New Delhi: The World Health Organization (WHO) on Tuesday urged each nation in the South-East Asia region to make food safety a priority.
It stated that over 700,000 children die in the South-East Asia region every year due to diarrhoea and several other diseases caused by the impure food and water.
"Bacteria, viruses, parasites, chemicals, and other contaminants in our food can cause over 200 diseases ranging from diarrhoea to cancer. New and emerging threats such as climate change and its impact on food production; emerging biological and environmental contamination -- all Apose challenges to the safety of our food," said Poonam Khetrapal Singh, regional director, WHO South-East Asia in a statement.
She said the countries must put in place comprehensive food safety policies and stringently implement it across the food chain.
Food safety has been set as the theme for the upcoming World Health Day.
Khetrapal said food safety is one of the key focus areas under the International Health Regulations -- IHR 2005 -- which includes events of all public health emergencies of international concern that involve contaminated food and outbreaks of food borne diseases.

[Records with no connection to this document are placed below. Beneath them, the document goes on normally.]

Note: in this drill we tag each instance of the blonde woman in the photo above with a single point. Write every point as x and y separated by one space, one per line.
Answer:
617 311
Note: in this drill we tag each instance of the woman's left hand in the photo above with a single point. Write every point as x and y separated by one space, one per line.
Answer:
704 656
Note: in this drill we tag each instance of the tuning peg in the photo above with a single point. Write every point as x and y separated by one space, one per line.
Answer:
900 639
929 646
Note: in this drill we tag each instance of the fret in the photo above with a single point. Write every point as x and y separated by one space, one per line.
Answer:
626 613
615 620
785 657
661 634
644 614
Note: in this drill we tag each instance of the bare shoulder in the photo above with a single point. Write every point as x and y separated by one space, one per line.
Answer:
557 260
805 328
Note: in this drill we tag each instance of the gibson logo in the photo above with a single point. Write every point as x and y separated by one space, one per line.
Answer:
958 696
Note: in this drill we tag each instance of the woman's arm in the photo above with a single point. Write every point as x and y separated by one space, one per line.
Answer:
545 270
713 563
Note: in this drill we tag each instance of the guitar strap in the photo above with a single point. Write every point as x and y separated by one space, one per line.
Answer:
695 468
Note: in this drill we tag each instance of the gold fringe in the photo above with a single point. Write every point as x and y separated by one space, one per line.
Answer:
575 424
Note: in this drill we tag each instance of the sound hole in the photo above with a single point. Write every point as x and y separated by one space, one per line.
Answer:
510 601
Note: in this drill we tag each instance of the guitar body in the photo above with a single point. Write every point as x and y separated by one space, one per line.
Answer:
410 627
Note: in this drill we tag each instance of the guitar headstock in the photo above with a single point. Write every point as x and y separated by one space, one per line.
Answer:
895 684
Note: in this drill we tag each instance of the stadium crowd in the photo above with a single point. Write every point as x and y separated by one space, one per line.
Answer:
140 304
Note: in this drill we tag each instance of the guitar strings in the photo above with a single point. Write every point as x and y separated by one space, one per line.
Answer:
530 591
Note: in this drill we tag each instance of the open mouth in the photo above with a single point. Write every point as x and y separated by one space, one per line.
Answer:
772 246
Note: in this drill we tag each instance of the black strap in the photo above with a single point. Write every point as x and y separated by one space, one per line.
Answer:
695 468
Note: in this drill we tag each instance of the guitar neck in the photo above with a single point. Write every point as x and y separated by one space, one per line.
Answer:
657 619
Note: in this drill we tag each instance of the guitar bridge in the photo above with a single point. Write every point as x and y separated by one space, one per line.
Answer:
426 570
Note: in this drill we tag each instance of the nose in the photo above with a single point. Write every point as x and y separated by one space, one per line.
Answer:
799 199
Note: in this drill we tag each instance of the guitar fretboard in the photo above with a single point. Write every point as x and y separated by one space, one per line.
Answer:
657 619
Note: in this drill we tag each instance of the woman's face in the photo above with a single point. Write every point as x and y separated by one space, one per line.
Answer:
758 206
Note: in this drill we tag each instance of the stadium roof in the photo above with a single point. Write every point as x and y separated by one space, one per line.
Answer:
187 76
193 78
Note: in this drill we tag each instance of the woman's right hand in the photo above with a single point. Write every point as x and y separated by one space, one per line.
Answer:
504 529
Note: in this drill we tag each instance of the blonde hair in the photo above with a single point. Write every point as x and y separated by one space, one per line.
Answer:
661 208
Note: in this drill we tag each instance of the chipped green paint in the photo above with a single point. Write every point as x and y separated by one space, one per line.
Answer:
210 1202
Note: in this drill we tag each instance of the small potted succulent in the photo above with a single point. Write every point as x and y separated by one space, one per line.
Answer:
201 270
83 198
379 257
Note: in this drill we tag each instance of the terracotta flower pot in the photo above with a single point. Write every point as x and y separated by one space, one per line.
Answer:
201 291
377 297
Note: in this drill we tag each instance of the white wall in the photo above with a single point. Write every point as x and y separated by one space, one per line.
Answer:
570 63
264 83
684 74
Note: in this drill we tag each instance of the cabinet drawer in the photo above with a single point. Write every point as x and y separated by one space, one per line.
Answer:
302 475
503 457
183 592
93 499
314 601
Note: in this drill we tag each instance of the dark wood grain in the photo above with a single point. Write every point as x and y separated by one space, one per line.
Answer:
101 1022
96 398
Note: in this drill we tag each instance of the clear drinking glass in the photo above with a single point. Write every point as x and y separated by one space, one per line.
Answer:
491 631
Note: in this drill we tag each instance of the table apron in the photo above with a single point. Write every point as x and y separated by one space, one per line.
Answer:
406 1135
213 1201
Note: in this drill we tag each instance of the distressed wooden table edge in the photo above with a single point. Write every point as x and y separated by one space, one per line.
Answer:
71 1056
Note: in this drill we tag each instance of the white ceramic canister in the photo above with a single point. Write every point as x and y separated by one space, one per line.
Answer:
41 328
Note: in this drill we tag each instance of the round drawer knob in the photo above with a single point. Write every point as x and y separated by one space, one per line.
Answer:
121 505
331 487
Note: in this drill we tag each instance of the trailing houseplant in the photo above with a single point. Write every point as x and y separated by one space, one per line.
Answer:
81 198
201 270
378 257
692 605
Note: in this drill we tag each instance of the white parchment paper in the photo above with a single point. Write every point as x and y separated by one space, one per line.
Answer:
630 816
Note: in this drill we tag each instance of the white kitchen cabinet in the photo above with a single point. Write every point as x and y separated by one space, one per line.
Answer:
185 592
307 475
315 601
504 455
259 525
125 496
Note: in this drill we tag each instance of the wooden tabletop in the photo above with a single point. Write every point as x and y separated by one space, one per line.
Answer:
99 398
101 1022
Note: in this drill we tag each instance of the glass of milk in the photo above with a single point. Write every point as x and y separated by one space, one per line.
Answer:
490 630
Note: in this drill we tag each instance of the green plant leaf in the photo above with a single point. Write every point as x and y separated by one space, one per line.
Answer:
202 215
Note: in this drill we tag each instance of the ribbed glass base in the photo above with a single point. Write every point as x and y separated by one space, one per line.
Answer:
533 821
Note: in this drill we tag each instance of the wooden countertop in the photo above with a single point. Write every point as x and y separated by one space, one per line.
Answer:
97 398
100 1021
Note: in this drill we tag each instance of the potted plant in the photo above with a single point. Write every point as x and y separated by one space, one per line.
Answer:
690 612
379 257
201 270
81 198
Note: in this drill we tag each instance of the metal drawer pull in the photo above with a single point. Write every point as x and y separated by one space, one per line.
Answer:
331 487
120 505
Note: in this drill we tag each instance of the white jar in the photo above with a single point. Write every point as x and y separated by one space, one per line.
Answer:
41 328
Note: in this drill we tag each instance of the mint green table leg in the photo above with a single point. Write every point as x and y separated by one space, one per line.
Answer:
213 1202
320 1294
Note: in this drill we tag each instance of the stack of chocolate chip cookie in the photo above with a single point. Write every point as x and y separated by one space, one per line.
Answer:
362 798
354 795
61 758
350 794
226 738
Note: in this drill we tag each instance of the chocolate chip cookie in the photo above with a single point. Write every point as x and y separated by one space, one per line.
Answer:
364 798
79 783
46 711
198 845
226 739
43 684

She informed that the WHO and the United Nations Food and Agriculture Organization (FAO) have established the International Food Safety Authorities Network (INFOSAN) to rapidly share information during food safety emergencies.
"WHO supports countries to prevent, detect and respond to food borne disease outbreaks using the Codex Alimentarius, a collection of international food standards, guidelines and codes of practice.
"Codex provisions concern the hygienic and nutritional quality of food, including microbiological norms, food additives, pesticides and veterinary drug residues, contaminants, labelling and presentation, and methods of sampling and risk analysis -- covering all the main foods and processes," she said.